Regular expressions are useful when there are too many possibilities but have the same format - for example dates month/day/year, telephone numbers - areacode - 3 digits - 4 digits or email addresses. Let's create a simple date extractor. Looking at the date above we have the format: month/day/year notice that there might be 1 or 2 digits for both day and month. We can write a regular expression to handle this:
import re # this is the regular expression library
#\d is the charaacter class for digits - this means all digits 0-9, alternatively we could use [0-9]
#{} indicates the number of matches we are looking for. {1,2} means at least one, at max 2
re.findall('\d{1,2}/\d{1,2}/\d{2}', text)

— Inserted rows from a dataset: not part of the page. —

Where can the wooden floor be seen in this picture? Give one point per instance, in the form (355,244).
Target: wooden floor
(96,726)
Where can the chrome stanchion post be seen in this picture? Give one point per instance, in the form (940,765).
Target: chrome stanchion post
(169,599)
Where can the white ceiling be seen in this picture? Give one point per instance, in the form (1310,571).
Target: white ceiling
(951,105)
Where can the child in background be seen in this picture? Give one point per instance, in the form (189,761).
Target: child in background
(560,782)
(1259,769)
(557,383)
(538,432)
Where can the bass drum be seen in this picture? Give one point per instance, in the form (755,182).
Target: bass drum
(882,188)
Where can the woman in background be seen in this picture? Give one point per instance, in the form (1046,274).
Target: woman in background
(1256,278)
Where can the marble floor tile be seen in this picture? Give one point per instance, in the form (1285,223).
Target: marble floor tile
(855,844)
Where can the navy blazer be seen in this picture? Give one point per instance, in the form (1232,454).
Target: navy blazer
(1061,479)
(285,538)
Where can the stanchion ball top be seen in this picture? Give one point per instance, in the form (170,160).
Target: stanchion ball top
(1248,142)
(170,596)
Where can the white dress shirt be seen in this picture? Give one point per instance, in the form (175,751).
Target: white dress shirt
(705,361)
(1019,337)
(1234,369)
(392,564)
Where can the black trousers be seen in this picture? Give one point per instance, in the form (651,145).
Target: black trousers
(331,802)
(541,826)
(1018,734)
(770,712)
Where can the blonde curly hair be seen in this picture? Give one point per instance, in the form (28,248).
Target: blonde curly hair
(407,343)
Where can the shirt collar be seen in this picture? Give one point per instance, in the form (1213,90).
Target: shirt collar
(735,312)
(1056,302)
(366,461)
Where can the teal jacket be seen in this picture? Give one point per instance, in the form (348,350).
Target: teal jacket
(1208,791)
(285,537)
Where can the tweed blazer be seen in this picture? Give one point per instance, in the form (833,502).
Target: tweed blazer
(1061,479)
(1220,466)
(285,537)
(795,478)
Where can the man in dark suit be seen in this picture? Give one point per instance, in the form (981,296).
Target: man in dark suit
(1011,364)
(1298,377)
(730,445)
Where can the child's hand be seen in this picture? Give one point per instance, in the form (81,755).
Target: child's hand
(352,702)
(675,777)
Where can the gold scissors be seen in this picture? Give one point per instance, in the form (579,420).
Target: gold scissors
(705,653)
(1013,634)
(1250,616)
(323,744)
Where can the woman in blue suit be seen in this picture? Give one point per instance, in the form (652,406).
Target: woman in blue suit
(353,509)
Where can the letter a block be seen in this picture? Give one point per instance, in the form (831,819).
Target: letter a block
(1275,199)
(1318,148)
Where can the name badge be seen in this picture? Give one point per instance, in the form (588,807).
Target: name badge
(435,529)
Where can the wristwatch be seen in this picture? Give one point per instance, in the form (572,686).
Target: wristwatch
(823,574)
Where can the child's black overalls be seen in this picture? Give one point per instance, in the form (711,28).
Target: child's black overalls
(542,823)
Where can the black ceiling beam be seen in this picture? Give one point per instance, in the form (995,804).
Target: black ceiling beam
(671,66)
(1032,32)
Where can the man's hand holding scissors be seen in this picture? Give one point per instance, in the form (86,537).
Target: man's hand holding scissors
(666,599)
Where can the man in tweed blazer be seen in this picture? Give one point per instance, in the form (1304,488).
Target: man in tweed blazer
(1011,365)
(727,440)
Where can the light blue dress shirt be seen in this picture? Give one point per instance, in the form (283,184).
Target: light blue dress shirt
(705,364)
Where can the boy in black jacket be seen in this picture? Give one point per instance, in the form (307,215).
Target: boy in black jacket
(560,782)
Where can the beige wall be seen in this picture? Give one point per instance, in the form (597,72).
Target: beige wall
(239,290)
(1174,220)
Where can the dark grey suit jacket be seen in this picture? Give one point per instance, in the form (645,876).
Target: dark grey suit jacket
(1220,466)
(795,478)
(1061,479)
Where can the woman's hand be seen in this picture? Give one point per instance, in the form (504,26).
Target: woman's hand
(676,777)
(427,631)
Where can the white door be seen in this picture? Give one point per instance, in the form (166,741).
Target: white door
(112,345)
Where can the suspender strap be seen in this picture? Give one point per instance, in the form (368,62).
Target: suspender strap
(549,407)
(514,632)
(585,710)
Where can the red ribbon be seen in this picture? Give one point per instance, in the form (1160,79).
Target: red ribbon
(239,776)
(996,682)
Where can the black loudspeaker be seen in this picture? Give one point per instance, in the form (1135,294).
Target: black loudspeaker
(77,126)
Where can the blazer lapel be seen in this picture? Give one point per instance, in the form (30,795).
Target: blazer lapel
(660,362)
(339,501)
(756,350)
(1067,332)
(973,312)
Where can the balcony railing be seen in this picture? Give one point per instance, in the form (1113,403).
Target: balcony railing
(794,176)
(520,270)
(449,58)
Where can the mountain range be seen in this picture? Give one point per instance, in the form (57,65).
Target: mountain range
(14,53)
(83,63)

NameErrorTraceback (most recent call last) <ipython-input-4-7cc8bffbeb36> in <module> 2 #\d is the charaacter class for digits - this means all digits 0-9, alternatively we could use [0-9] 3 #{} indicates the number of matches we are looking for. {1,2} means at least one, at max 2 ----> 4 re.findall('\d{1,2}/\d{1,2}/\d{2}', text) NameError: name 'text' is not defined
text2 = '''On 02-12-1998 the the patient had an appendectomy. The patient did quite well with gradual up in her
inr to a greater than 2 level and she was discharged to home on 4-23-98 on a regular dose.'''
In the box modify regular expression above to REQUIRE 2 digits for the month and day and instead of / we now require a -.
re.findall('\d{1,2}/\d{1,2}/\d{2}', text2)
NameErrorTraceback (most recent call last) <ipython-input-1-fb7cbb950d2d> in <module> ----> 1 re.findall('\d{1,2}/\d{1,2}/\d{2}', text2) NameError: name 're' is not defined
We can use regular expressions in a similar fashion to dictionary lookup. We can rewrite our dictionary method as a regular expression, we can even make it case insenstive. We are putting all the variations of drugs into a capturing group.
re.findall('(lasix|coumadin|percocet|tylenol)', text, re.IGNORECASE)
['Coumadin', 'Lasix', 'Coumadin', 'coumadin', 'Coumadin', 'Coumadin', 'Tylenol', 'Lasix', 'Percocet', 'Coumadin']
Now lets try to look for drug doses. This is a little harder because we want to use capturing groups to seperate the amount, space (if any), and unit. It can be useful to seperate information into distinct pieces.
re.findall("([0-9]{1,5})(\s*)(mg|cc|ml)", text)
[('80', ' ', 'mg'), ('225', ' ', 'mg'), ('150', ' ', 'mg'), ('10', ' ', 'mg'), ('10', ' ', 'mg'), ('40', ' ', 'mg'), ('5', ' ', 'mg'), ('2', ' ', 'mg'), ('650', ' ', 'mg'), ('100', ' ', 'mg'), ('80', ' ', 'mg'), ('10', ' ', 'mg'), ('40', ' ', 'mg'), ('10', ' ', 'mg'), ('150', ' ', 'mg'), ('225', ' ', 'mg'), ('5', ' ', 'mg'), ('5', ' ', 'mg')]
In the box below modify the two regular exressions above to capture: drug, dose and unit.
#REGULAR EXPRESSION HERE
In the box below: Now use a regular expresion to break the initial text into sections such as: Principal medical history, discharge medications, discharge date, hospital course.
#REGULAR EXPRESSION HERE
In the box below: 1: Briefly describe your approach. What were your expressions? What are they supposed to to do?
2: Briefly describe cases when the regular expression you created above would fail. For example by failure we mean unintended actions: it didn't break apart the correct sections or it split a section in half. How could you make the pattern robust? Why is it advantageous to break the text into sections? Describe several use cases where you would to break the text into sections. Hint look at the allergy section.